MONOCULTURE – Négritude books


Négritude was conceived as an emancipatory cultural movement, initiated in the Interwar period by francophone intellectuals of the African diaspora who sought to reclaim the value of African culture. Léon-Gontran Damas was a French poet, politician, and one of the founders of the Négritude movement together with Aimé Césaire and Léopold Senghor. This anthology contains poems by French-speaking authors from six regions: Sub-Saharan Africa, The Antilles (Guadeloupe and Martinique), Guyana, Indochina, Madagascar and Réunion island. The anthology of African and West Indian poets, edited by Léopold Senghor received much recognition for its introductory essay ‘Orphée Noir’ (Black Orpheus) written by Jean-Paul Sartre.

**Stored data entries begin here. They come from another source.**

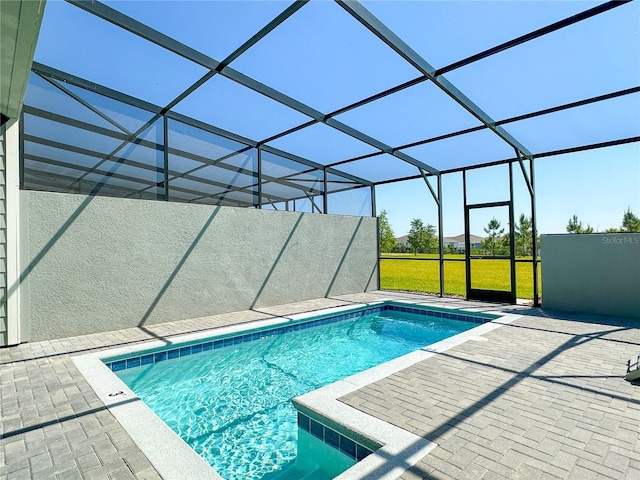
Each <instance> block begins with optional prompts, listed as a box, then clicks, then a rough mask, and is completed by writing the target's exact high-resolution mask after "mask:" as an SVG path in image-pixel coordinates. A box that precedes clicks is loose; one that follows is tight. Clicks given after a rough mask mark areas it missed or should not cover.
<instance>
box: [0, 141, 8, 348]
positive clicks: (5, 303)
mask: <svg viewBox="0 0 640 480" xmlns="http://www.w3.org/2000/svg"><path fill="white" fill-rule="evenodd" d="M5 160H6V158H5V138H4V133H0V299H1V300H0V346H2V345H6V344H7V338H6V332H7V217H6V212H7V205H6V196H5V192H6V183H5V180H6V175H5V174H6V168H5Z"/></svg>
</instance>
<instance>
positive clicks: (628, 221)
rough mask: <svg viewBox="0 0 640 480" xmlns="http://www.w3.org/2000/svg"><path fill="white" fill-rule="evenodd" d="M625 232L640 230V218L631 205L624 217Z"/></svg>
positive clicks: (627, 208)
mask: <svg viewBox="0 0 640 480" xmlns="http://www.w3.org/2000/svg"><path fill="white" fill-rule="evenodd" d="M622 231H623V232H640V218H638V217H636V216H635V215H634V214H633V212H632V211H631V207H629V208H627V211H626V212H624V215H623V217H622Z"/></svg>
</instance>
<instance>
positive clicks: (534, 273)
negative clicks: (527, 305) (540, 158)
mask: <svg viewBox="0 0 640 480" xmlns="http://www.w3.org/2000/svg"><path fill="white" fill-rule="evenodd" d="M533 163H534V162H533V158H530V159H529V172H530V174H531V250H532V253H533V306H534V307H540V306H541V305H540V292H539V291H538V224H537V220H536V188H535V180H534V168H533Z"/></svg>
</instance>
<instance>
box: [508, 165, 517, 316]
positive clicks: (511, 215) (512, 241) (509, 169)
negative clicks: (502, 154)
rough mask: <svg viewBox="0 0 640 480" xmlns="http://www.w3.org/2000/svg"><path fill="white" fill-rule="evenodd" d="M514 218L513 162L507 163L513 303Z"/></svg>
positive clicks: (511, 273) (509, 229)
mask: <svg viewBox="0 0 640 480" xmlns="http://www.w3.org/2000/svg"><path fill="white" fill-rule="evenodd" d="M514 230H515V218H514V214H513V162H509V257H511V258H510V259H509V263H510V270H511V297H512V298H513V302H514V303H515V302H516V300H517V293H516V241H515V240H516V238H515V235H514Z"/></svg>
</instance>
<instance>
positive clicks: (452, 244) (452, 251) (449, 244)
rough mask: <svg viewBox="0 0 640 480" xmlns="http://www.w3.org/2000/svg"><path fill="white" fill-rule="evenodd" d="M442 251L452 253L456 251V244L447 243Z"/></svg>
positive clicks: (446, 252) (456, 249) (456, 252)
mask: <svg viewBox="0 0 640 480" xmlns="http://www.w3.org/2000/svg"><path fill="white" fill-rule="evenodd" d="M444 253H452V254H454V253H458V249H457V248H456V246H455V245H454V244H453V243H449V244H447V246H446V247H445V249H444Z"/></svg>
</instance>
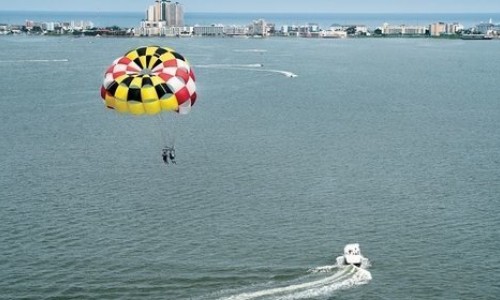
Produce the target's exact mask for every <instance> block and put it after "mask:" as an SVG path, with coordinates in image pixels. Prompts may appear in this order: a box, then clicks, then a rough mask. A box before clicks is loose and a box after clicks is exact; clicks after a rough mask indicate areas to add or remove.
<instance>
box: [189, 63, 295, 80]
mask: <svg viewBox="0 0 500 300" xmlns="http://www.w3.org/2000/svg"><path fill="white" fill-rule="evenodd" d="M195 67H196V68H206V69H223V70H248V71H258V72H268V73H276V74H281V75H284V76H286V77H292V78H294V77H297V76H299V75H297V74H295V73H293V72H290V71H285V70H274V69H260V68H262V67H264V65H263V64H246V65H236V64H214V65H196V66H195Z"/></svg>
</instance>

Sartre characterises Négritude as an "anti-racist racism". The article by Gabriel d'Arboussier, a French-Senegalese politician, denounces Négritude as a reactionary movement for its “particularism”. The arguments of d'Arbousier created the basis of all the following criticism of the movement.  This book is the first volume of the series of books titled Liberté (Freedom). As it states in the introduction, the title expresses the general theme of the texts as the “conquest of freedom as affirmation and illustration of the collective personality of black peoples: of Négritude”.